Resumo Afastamento por 90 dias de delegada Ilma Leonor Magarão (PC-BA) em operação do DARCO, com prisões de três empresários ligados à Pejota Construções e Terraplanagem em Salvador. Novos mandados foram cumpridos, incluindo o ex-presidente da Conder, Sérgio de Oliveira Silva. Investigação apura irregularidades em obras na Bahia, incluindo segurança pública, com fatos ocorridos há pelo menos dois anos.

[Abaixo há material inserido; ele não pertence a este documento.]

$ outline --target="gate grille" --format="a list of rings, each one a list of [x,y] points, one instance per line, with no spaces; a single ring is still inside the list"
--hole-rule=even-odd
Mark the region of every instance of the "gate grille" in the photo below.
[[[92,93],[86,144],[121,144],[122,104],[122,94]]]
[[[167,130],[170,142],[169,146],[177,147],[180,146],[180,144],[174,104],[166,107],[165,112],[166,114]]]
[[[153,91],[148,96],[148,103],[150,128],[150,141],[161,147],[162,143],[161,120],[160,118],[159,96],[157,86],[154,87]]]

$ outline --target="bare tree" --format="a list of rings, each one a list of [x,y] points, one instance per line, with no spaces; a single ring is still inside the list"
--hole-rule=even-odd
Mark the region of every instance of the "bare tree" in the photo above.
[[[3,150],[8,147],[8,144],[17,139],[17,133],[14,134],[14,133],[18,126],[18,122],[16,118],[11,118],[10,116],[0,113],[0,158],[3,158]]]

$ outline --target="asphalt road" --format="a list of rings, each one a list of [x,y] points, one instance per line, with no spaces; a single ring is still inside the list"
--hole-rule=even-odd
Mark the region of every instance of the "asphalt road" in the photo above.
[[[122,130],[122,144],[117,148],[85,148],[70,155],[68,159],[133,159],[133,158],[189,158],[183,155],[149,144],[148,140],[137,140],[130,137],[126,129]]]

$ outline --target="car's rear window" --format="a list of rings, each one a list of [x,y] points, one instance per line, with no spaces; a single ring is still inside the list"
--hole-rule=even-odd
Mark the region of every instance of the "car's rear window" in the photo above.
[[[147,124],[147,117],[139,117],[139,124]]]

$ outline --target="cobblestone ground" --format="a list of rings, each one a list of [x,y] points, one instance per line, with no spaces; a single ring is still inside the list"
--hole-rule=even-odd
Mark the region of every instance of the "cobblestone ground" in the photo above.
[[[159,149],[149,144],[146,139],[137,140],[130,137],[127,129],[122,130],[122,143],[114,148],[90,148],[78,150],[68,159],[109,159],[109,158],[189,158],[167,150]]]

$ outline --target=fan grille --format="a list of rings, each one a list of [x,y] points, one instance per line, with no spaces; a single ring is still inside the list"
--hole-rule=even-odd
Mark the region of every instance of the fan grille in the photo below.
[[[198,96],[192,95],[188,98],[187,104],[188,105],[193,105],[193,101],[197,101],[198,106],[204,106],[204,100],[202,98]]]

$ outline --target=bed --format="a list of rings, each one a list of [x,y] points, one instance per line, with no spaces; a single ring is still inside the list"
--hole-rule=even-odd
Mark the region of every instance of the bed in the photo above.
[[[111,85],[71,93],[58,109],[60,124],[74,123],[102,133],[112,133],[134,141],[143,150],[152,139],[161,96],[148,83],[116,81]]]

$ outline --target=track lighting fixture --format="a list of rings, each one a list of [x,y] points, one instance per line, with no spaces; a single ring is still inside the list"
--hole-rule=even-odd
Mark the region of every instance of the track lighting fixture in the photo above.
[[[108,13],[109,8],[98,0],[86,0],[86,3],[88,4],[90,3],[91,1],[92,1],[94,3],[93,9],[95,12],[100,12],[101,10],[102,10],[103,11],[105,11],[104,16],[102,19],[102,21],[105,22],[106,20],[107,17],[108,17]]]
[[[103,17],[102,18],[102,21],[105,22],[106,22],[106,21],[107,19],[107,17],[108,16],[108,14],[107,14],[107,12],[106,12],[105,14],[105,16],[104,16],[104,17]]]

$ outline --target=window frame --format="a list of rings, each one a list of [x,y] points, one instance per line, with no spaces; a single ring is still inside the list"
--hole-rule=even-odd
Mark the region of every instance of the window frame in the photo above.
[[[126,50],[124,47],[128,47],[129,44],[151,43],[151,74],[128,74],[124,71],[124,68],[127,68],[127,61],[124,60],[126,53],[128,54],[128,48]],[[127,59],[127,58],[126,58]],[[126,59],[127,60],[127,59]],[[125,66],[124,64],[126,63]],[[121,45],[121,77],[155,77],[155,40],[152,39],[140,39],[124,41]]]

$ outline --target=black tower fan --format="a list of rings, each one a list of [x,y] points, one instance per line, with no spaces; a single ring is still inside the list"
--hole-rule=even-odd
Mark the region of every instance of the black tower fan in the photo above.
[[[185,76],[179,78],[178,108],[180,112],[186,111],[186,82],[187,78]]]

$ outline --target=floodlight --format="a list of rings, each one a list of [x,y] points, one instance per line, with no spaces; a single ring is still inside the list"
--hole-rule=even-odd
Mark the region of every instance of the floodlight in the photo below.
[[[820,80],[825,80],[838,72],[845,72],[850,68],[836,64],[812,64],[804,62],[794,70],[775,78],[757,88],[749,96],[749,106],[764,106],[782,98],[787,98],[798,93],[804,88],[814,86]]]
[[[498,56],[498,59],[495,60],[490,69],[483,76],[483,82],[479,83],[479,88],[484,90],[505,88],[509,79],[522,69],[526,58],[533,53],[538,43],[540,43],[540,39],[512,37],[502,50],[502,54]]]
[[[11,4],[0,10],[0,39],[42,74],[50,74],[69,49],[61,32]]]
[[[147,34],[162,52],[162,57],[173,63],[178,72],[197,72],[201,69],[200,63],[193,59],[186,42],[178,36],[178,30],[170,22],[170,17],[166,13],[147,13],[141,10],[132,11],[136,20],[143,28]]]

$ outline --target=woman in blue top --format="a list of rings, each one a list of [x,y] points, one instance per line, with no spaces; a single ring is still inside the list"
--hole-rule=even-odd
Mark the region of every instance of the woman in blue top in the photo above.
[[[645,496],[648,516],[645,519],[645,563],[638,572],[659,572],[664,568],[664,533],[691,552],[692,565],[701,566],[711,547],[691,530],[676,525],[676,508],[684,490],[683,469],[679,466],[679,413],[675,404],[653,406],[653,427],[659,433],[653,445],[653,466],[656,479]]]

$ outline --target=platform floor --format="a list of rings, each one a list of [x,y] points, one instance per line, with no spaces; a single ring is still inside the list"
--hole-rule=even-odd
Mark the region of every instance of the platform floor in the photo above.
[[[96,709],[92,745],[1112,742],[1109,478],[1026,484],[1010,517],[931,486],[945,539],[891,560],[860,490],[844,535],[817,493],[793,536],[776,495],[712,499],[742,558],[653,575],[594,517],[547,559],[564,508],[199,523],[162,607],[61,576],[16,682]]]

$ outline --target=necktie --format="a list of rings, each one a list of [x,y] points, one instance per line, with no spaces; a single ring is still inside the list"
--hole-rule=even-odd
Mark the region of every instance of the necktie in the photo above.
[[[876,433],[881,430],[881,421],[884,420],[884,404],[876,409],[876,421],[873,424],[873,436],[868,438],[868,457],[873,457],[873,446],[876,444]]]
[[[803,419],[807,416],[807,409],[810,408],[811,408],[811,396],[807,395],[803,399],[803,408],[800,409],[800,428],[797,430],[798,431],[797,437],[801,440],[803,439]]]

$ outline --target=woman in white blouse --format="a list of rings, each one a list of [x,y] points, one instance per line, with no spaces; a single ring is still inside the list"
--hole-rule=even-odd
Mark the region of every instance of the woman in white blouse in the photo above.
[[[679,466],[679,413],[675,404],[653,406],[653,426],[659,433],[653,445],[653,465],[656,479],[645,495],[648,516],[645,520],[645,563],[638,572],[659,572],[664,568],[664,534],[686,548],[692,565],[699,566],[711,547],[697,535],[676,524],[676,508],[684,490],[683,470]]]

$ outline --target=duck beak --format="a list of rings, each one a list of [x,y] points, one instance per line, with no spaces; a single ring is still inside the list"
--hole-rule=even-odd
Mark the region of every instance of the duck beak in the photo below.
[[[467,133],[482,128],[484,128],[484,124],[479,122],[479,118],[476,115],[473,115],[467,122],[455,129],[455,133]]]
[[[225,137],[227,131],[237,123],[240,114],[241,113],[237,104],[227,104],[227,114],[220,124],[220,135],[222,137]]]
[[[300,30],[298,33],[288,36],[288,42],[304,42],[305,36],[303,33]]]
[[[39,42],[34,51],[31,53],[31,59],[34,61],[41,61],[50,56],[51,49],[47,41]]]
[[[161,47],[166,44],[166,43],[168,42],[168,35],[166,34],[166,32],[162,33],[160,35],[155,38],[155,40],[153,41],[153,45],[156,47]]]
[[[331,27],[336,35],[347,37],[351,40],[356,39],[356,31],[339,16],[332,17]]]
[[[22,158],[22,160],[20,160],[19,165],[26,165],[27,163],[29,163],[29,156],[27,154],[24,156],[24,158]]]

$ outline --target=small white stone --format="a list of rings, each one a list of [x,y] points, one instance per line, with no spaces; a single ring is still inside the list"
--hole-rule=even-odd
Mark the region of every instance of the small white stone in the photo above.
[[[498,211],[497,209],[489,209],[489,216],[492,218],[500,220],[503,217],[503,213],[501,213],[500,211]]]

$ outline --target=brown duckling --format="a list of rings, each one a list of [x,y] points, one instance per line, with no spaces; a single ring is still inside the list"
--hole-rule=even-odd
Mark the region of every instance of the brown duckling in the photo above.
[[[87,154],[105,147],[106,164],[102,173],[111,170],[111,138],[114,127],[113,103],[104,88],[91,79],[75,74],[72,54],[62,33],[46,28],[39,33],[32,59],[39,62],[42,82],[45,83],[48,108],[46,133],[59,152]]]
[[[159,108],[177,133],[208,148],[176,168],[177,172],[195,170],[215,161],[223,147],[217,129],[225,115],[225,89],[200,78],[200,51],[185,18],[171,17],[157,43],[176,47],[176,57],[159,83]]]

Salvador – A delegada da Polícia Civil da Bahia (PC-BA), Ilma Leonor Magarão, foi afastada por 90 dias após mandado de busca e apreensão no âmbito de uma investigação que apura corrupção e lavagem de dinheiro, vinculada ao Departamento de Repressão e Combate à Corrupção, ao Crime Organizado e à Lavagem de Dinheiro (DARCO).
A operação resultou na prisão de três empresários ligados à Pejota Construções e Terraplanagem, em Salvador, na segunda-feira (31). Na quarta-feira (2), novos mandados foram cumpridos. Entre os alvos está o ex-presidente da Conder, Sérgio de Oliveira Silva, cuja residência também foi alvo de busca e apreensão.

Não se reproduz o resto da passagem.